Some scikit-learn estimators implement a `partial_fit` method.
This means they can be trained incrementally. The `Incremental` meta-estimator in
Dask-ML provides a nice bridge between data stored in a Dask Array and estimators implementing `partial_fit`.

In [None]:
from dask.distributed import Client
client = Client()
client

## Create a random dataset

We'll generate a large random dataset. In practice, you would load data from a shared file system.

In [None]:
import dask
import dask.array as da
from distributed.utils import format_bytes

import dask_ml.datasets
import dask_ml.model_selection

In [None]:
n_samples = 4_000_000
n_features = 1_000
chunks = n_samples // 50

X, y = dask_ml.datasets.make_classification(
    n_samples=n_samples, n_features=n_features,
    chunks=chunks,
    random_state=0
)

## Split into training and testing data

We'll split the data into train and test sets.

In [None]:
X_train, X_test, y_train, y_test = dask_ml.model_selection.train_test_split(
    X, y
)
X_train, X_test, y_train, y_test = dask.persist(
    X_train, X_test, y_train, y_test
)

format_bytes(X_train.nbytes)

## Create a Scikit-Learn Model, SGDClassifier

We'll use an `SGDClassifier` for the underlying estimator implementing `partial_fit`.
`Incemental` will sequentially pass blocks of the dask array to it.

In [None]:
from sklearn.linear_model import SGDClassifier
from dask_ml.wrappers import Incremental

estimator = SGDClassifier(
    max_iter=1000,
    random_state=0
)

inc = Incremental(estimator, scoring='accuracy')

In [None]:
%time _ = inc.fit(X_train, y_train, classes=[0, 1])

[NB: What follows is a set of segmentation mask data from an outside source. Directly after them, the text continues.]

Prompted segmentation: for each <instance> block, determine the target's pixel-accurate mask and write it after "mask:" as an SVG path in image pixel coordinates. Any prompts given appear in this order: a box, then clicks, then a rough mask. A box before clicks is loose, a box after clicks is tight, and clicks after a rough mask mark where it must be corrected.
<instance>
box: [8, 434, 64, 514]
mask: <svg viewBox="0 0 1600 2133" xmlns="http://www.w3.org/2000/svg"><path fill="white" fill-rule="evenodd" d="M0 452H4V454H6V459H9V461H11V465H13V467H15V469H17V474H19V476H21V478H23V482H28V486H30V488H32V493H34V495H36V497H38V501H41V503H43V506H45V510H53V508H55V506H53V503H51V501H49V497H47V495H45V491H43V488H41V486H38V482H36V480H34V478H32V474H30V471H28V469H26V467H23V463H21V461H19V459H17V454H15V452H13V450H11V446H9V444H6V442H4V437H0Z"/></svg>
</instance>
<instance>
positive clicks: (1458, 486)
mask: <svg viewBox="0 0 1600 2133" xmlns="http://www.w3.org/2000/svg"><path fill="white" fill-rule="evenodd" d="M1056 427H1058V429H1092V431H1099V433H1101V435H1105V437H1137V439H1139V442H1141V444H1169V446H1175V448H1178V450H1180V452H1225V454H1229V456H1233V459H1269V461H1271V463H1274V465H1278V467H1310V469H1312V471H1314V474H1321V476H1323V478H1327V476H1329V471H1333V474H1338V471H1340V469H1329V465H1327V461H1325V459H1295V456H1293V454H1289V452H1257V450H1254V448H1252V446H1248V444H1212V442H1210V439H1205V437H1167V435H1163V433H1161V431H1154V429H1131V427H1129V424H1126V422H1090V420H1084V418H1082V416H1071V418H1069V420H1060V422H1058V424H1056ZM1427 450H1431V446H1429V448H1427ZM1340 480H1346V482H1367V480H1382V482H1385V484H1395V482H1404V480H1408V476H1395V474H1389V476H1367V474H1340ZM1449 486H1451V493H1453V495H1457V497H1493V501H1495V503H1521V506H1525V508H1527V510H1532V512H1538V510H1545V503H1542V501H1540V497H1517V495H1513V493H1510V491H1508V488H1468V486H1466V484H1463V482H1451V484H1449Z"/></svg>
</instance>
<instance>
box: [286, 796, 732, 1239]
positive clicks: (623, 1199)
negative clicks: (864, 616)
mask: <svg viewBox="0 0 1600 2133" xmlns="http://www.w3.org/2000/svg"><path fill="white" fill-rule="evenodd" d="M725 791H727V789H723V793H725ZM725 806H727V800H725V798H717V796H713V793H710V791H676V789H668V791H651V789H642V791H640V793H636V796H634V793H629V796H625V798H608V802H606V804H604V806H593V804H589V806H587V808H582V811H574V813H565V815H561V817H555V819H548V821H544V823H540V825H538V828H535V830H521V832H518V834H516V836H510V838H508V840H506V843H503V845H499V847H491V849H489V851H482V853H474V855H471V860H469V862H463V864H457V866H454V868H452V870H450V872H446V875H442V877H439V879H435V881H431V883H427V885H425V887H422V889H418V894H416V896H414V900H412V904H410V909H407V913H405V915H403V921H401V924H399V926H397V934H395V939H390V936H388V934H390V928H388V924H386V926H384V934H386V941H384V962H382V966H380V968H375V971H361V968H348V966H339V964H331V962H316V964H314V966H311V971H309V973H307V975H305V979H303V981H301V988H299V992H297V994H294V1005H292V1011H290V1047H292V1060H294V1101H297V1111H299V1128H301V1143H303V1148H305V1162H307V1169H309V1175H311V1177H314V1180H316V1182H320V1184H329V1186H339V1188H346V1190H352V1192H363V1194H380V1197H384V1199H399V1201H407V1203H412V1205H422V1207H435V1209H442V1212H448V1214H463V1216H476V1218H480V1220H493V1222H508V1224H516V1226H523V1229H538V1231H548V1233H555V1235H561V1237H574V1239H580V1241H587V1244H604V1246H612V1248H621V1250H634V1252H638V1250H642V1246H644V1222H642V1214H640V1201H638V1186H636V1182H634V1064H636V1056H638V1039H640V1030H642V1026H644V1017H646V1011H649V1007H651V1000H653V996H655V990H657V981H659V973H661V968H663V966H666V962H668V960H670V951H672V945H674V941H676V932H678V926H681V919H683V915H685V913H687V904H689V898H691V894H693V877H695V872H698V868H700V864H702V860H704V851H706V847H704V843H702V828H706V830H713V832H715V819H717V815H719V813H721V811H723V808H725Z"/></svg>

Note that this isn't parallel, but it is very general, the `Incremental` meta-estimator helps you apply any Scikit-Learn estimator that supports the `partial_fit` API across large datasets.

## Predict

Prediction is lazy and returns a Dask Array. It's generally preferable to keep data on the cluster, rather than trying to bring large results back to a single machine.

In [None]:
inc.predict(X_test)

Scoring is immediate, but happens on the cluster.

In [None]:
%time inc.score(X_test, y_test)

So this model isn't particularly good, but we were able to score a large dataset quickly.